This clinical trial focuses on patients with Multiple Sclerosis (MS), specifically those with a type called Relapsing-Remitting Multiple Sclerosis (RRMS). The study is designed for patients aged 55 and over who have been stable for the past five years. The purpose of the study is to explore whether stopping certain treatments is as effective as continuing them in maintaining a stable condition. The treatments being studied include medications like Tecfidera (also known as dimethyl fumarate), AVONEX (also known as interferon beta-1a), AUBAGIO (also known as teriflunomide), Plegridy (also known as peginterferon beta-1a), Betaferon (also known as recombinant interferon beta-1b), Copaxone (also known as glatiramer acetate), Rebif (also known as interferon beta-1a), and Vumerity (also known as diroximel fumarate).

Participants in the study will be randomly assigned to either continue their current treatment or to stop it. The study will last for about two years, during which time participants will be monitored for any signs of disease activity, such as new symptoms or changes seen on an MRI scan. The study aims to see if stopping treatment is not worse than continuing it in terms of keeping the disease inactive. This could help in deciding the best care for older patients with stable RRMS.

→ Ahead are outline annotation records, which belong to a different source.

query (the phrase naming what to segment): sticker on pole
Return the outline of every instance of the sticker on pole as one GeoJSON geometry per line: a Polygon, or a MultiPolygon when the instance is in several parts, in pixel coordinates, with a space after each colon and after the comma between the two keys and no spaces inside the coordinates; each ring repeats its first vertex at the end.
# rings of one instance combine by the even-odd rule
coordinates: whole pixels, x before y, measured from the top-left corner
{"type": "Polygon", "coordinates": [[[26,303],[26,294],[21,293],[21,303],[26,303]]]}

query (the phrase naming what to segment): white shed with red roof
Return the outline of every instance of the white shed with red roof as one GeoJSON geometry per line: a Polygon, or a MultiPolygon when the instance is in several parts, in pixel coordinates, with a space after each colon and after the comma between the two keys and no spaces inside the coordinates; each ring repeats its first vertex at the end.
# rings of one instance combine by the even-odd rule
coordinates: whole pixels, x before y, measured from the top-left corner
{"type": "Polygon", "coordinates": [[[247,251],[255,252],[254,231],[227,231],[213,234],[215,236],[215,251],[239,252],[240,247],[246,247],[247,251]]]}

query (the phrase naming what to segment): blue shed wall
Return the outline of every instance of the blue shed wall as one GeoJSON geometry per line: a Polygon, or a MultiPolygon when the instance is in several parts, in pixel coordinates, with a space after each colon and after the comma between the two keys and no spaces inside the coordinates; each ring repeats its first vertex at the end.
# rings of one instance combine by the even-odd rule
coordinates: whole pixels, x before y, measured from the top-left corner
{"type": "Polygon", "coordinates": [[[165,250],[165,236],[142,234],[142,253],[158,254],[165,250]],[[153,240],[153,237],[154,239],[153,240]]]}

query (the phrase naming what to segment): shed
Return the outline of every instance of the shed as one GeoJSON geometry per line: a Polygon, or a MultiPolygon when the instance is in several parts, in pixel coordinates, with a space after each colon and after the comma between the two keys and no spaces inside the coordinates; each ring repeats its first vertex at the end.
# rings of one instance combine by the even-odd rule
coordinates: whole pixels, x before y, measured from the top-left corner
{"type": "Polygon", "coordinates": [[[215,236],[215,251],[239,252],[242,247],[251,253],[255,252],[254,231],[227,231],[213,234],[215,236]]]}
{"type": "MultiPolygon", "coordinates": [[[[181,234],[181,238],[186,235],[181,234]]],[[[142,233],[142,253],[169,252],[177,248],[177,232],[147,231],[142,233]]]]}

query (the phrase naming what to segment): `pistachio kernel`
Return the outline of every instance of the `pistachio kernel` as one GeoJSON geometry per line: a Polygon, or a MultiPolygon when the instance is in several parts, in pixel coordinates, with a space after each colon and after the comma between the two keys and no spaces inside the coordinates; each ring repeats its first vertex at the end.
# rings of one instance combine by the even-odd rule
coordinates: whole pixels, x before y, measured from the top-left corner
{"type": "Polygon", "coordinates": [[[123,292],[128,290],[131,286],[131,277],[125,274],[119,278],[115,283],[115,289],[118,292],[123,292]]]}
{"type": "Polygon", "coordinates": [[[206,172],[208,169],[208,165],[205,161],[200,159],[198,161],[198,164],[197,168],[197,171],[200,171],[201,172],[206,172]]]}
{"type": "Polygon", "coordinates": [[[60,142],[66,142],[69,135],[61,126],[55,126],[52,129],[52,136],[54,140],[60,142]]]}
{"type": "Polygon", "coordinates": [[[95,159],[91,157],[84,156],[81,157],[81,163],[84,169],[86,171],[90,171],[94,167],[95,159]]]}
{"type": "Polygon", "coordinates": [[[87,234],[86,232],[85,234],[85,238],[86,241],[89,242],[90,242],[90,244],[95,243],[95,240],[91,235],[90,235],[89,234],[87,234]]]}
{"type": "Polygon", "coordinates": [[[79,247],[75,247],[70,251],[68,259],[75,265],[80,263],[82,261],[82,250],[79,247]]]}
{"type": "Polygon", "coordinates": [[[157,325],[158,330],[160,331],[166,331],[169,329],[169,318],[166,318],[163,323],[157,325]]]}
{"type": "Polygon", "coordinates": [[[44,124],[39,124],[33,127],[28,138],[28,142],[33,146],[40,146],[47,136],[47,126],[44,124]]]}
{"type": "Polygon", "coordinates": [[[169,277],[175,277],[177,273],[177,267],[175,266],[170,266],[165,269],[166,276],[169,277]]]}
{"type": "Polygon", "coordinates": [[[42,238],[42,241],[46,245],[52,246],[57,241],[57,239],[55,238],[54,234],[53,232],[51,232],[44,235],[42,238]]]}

Throughout the study, participants will have regular check-ups to monitor their health and any changes in their condition. These check-ups will include assessments of physical abilities and questionnaires about their quality of life. The study will also track any side effects from the treatments. The results could lead to changes in how older patients with stable RRMS are treated, potentially reducing the need for ongoing medication if it is found to be safe and effective to do so.

1 joining the study

Upon joining the study, the patient is confirmed to be aged 55 or over with a diagnosis of relapsing-remitting multiple sclerosis (RRMS) according to the revised McDonald 2017 criteria.

The patient must have experienced their first multiple sclerosis symptom more than 5 years ago and have a stable disease for the last 5 years, as documented by MRI and EDSS scores.

2 treatment phase

The patient continues or discontinues their current moderate efficacy therapy (MET), which may include medications such as dimethyl fumarate, interferon beta-1a, teriflunomide, diroximel fumarate, or glatiramer acetate.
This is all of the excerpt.